La procura di Parma scopre un giro di false regolarizzazioni di immigrati: un arresto e 34 persone indagate

Nella mattina del 24.6.2022, la Polizia di Stato di Parma, in esecuzione di una ordinanza di applicazione della misura cautelare degli arresti domiciliari disposta dal GIP presso il Tribunale di Parma su richiesta della locale Procura della Repubblica, ha tratto in arresto A. M., cittadino pakistano, classe 1996, indagato per i reati di favoreggiamento dell’immigrazione clandestina e falso ideologico per induzione in errore. Il predetto è indiziato di aver prestato consulenza ed ausilio a cittadini stranieri che avevano bisogno di ottenere il permesso di soggiorno, ma privi dei titoli legittimi per ottenerlo, fornendo loro falsa documentazione, coadiuvandoli nella presentazione delle domande ai competenti uffici e facendosi remunerare per tali prestazioni con somme di denaro non inferiori a 1000/1500€.

In particolare, l’attività investigativa condotta dalla Sezione Reati contro la Pubblica Amministrazione della Squadra Mobile ha consentito di appurare che A. M. stesse sfruttando le “opportunità” offerte dal Decreto Legge 19 maggio 2020 n. 34 recante “Misure urgenti in materia di salute, sostegno al lavoro e all’economia, nonche’ di politiche sociali connesse all’emergenza epidemiologica da COVID-19” c.d. decreto rilancio.

Nel corpo di tale normativa, all’art. 103 il Legislatore aveva introdotto una specifica disciplina volta a favorire l’emersione dei rapporti di lavoro irregolare e la possibilità del rilascio di uno specifico titolo di soggiorno per i lavoratori stranieri “emersi” a cui A.M avrebbe fatto ricorso per regolarizzare la posizione di stranieri privi di regolare permesso di soggiorno, pronti a pagare di tasca propria i contributi previdenziali per simulare la sussistenza di un rapporto di lavoro; il tutto dietro compenso da versare all’intermediario e al finto datore di lavoro.

L’attività investigativa ha preso abbrivio dagli accertamenti operati sul conto di un cittadino straniero irregolare che, innanzi al Giudice di Pace di Torino – chiamato a convalidare l’espulsione con accompagnamento alla frontiera disposta dal Prefetto di Parma – ha riferito che aveva presentato istanza di emersione ai sensi dell’art. 103 DL 34/20 in quanto badante “in nero” di un cittadino parmigiano, così evitando l’espulsione dal territorio nazionale.

Gli accertamenti effettuati nel prosieguo dell’attività investigativa hanno consentito, da un lato, di riscontrare che, effettivamente, lo straniero avesse presentato domanda per il riconoscimento dello status di lavoratore “emerso” ma, dall’altro, che il presunto lavoro di collaboratore domestico fosse del tutto fittizio.

Nel corso dell’intera attività investigativa, la Procura ha analizzato, una pluralità di rapporti di lavoro riconducibili alla citata normativa, ritenendone fittizi in numero di diciotto, alla luce della ricostruzione delle pratiche di emersione pendenti non solo presso l’Ufficio Immigrazione e la Prefettura di Parma, ma anche presso gli omologhi uffici delle province di Mantova, Cremona e Reggio Emilia.

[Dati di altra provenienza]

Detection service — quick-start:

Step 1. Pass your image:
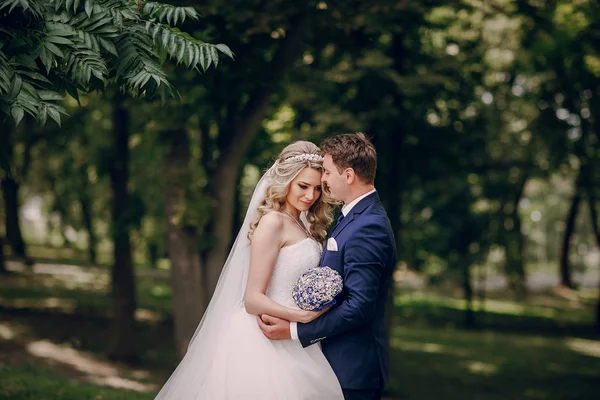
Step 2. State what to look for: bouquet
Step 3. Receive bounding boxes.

[292,267,344,311]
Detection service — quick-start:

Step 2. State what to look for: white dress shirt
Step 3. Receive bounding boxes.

[290,189,377,341]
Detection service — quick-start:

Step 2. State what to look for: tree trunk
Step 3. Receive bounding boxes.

[1,176,27,259]
[110,93,137,362]
[506,170,529,298]
[462,260,475,328]
[588,194,600,333]
[204,7,310,298]
[560,183,581,289]
[0,236,8,274]
[165,128,208,356]
[79,194,98,264]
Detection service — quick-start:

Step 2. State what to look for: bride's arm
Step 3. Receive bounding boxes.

[244,212,322,323]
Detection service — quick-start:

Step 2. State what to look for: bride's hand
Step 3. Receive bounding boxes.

[298,307,331,324]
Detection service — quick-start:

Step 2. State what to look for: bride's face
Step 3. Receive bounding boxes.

[286,168,321,212]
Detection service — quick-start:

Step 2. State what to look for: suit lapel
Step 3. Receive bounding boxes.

[329,192,379,238]
[319,192,379,265]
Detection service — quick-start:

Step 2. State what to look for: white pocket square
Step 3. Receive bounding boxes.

[327,238,337,251]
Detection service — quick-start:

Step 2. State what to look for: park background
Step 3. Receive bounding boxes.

[0,0,600,400]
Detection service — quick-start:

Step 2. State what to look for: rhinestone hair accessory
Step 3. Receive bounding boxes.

[285,153,323,161]
[292,267,344,311]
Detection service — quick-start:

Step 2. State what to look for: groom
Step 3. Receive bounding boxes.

[258,133,396,400]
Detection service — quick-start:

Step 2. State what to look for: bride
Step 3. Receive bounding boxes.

[156,141,343,400]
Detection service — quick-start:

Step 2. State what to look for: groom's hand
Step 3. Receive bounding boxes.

[256,314,292,340]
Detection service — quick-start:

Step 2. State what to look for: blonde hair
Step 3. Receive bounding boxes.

[248,140,335,242]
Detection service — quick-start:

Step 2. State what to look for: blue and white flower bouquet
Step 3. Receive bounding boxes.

[292,267,344,311]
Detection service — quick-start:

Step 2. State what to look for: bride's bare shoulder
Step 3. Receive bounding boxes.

[256,211,284,232]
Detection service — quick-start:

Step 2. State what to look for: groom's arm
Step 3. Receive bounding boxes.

[290,224,392,347]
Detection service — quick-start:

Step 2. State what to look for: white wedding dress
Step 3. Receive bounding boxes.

[155,167,343,400]
[197,238,343,400]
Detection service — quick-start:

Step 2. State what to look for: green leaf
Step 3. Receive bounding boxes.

[15,54,37,69]
[47,106,60,126]
[40,47,55,74]
[99,38,119,56]
[44,42,65,57]
[46,36,73,45]
[38,90,64,101]
[215,43,235,60]
[210,46,219,68]
[84,0,94,18]
[38,105,48,126]
[19,71,52,84]
[10,106,25,125]
[8,74,23,99]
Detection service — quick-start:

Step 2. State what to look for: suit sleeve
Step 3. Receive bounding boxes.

[298,224,389,347]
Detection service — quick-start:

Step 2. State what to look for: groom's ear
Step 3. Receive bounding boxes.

[342,168,356,185]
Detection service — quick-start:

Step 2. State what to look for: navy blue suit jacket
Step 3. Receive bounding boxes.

[298,192,396,389]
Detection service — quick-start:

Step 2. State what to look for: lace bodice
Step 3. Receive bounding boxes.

[267,238,322,309]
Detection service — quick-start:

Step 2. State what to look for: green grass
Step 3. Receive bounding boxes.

[0,273,600,400]
[0,363,154,400]
[389,327,600,400]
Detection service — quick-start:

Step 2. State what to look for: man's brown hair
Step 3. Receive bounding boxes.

[319,133,377,184]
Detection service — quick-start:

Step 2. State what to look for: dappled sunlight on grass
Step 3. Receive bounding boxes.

[25,340,156,392]
[565,338,600,358]
[0,323,16,340]
[464,361,498,376]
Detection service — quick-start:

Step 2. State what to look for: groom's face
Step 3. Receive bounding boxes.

[321,154,347,201]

A.M, in particolare, è indagato per la gestione delle pratiche relative a sette stranieri, mentre le ulteriori pratiche, con il medesimo ruolo e le medesime modalità, sarebbero state gestite da J.B., cittadina indiana classe ’87: in relazione alle condotte perpetrate da quest’ultima, il GIP di Parma ha rilevato l’incompetenza del Tribunale di Parma, a favore di altro Tribunale, nella cui giurisdizione si sarebbe consumato il primo e più grave reato tra quelli contestati nei suoi confronti.

Complessivamente, oltre ad A.M e J.B. (intermediari), nell’ambito del procedimento risultano indagate trentaquattro persone, tra datori di lavoro e lavoratori (in base a rapporti di lavoro che, ovviamente, allo stato degli atti debbono ritenersi di natura fittizia), “beneficiari” della procedura di emersione.

In particolare, ai datori di lavoro ed agli intermediari sono contestati reati di favoreggiamento dell’immigrazione, falso in atto pubblico e – per la sola J.B. – anche il delitto di traffico di influenze illecite; ai lavoratori vengono contestate le false dichiarazioni rese e la falsa documentazione prodotta nel corso della procedura di emersione dal lavoro irregolare.

La rilevanza pubblica della notizia, oltre che dal numero dei soggetti coinvolti, emerge dalla circostanza che, ancora una volta, norme introdotte per finalità socialmente avanzate (non a caso denominato decreto rilancio), vengono di fatto piegate per soddisfare esigenze di singoli, mediante una ben architettata elusione dell’impianto normativo.